JAKARTA || KLIKMADURA – Usulan pengesahan Undang-Undang Perlindungan Pekerja Rumah Tangga (UU PPRT) kembali mengemuka. Meski telah diperjuangkan sejak 2004, hingga kini regulasi itu belum juga disahkan.
Padahal, jumlah pekerja rumah tangga (PRT) di Indonesia sangat besar dan mayoritas bekerja tanpa perlindungan hukum yang layak.
Inisiator RUU Perlindungan PRT, Willy Aditya mengungkapkan, pekerja rumah tangga selama ini tidak diakui dalam Undang-Undang Nomor 13 Tahun 2003 tentang Ketenagakerjaan.
Hal itu menjadi masalah fundamental karena hanya pekerja di sektor barang dan jasa yang tercakup dalam UU tersebut.
”UU Ketenagakerjaan sangat diskriminatif. Pekerjaan rumah tangga tidak dianggap sebagai pekerjaan formal. Ini masalah mendasar yang harus segera dibenahi,” ujarnya.

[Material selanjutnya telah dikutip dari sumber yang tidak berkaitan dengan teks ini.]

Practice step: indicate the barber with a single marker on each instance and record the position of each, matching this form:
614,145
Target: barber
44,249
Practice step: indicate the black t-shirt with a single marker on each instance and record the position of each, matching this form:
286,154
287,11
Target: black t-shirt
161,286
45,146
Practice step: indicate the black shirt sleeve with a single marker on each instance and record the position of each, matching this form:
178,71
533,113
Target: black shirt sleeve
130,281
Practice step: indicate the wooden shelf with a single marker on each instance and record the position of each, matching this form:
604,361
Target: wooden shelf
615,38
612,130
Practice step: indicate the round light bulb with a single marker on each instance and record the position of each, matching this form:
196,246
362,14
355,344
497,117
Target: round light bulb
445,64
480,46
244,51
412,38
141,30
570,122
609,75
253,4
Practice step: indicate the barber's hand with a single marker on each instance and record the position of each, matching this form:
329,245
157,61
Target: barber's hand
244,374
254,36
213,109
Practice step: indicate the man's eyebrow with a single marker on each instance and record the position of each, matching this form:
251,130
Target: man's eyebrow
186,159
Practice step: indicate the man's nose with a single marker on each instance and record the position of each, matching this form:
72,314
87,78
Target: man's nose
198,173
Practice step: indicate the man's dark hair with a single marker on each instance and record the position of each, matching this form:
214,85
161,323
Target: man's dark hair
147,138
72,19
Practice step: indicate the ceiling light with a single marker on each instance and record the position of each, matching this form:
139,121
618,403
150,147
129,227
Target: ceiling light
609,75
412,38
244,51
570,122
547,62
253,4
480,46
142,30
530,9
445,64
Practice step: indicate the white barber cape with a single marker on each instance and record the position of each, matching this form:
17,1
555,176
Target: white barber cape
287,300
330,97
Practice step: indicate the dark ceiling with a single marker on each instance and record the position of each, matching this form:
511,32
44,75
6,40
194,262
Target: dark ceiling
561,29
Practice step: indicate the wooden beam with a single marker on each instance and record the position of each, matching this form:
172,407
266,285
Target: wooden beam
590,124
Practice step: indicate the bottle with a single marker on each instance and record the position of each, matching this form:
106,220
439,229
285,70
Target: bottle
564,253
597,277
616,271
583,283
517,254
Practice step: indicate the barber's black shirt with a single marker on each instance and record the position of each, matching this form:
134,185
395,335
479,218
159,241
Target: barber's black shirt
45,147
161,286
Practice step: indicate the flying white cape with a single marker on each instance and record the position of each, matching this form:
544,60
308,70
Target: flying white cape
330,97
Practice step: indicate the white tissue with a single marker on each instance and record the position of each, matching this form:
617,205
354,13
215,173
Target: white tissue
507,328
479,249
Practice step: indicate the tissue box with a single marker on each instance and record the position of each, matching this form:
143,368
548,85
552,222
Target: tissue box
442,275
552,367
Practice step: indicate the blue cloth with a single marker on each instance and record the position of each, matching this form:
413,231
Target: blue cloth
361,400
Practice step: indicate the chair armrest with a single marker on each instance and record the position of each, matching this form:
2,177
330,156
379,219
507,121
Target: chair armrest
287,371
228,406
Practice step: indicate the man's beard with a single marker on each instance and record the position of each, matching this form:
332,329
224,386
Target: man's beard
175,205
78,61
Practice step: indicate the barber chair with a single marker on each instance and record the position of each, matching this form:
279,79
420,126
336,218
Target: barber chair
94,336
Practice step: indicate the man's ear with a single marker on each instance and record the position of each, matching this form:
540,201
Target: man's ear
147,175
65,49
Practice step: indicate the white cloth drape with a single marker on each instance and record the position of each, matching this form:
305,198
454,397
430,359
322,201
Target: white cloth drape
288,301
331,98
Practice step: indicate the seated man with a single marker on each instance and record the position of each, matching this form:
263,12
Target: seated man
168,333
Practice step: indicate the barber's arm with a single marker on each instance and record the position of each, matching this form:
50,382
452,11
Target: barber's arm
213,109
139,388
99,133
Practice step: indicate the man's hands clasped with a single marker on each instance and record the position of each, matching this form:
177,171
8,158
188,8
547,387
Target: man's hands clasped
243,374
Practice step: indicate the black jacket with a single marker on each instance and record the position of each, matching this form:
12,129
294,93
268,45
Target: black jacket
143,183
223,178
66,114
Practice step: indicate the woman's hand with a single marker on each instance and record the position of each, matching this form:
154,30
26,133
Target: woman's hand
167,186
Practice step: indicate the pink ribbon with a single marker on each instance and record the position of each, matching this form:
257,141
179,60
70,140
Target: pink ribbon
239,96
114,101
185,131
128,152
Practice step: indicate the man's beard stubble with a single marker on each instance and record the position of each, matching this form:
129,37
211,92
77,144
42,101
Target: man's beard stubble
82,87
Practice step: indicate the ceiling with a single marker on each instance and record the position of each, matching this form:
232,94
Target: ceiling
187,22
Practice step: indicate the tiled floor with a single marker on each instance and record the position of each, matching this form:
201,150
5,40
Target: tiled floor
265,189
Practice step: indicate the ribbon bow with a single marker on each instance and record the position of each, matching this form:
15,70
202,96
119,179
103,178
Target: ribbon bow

Pria yang menjabat Ketua Komisi XIII DPR RI itu mengatakan, akibat tidak masuk dalam sistem hukum ketenagakerjaan yang berlaku, jutaan PRT di Indonesia bekerja tanpa kejelasan status. Bahkan, jam kerja, maupun hak atas upah dan jaminan sosial juga tidak jelas.
”Bayangkan, di zaman sekarang masih banyak orang yang bekerja tanpa kejelasan. Ini bentuk eksploitasi yang nyata, tapi terus diabaikan karena dianggap urusan privat, bukan publik,” tegasnya.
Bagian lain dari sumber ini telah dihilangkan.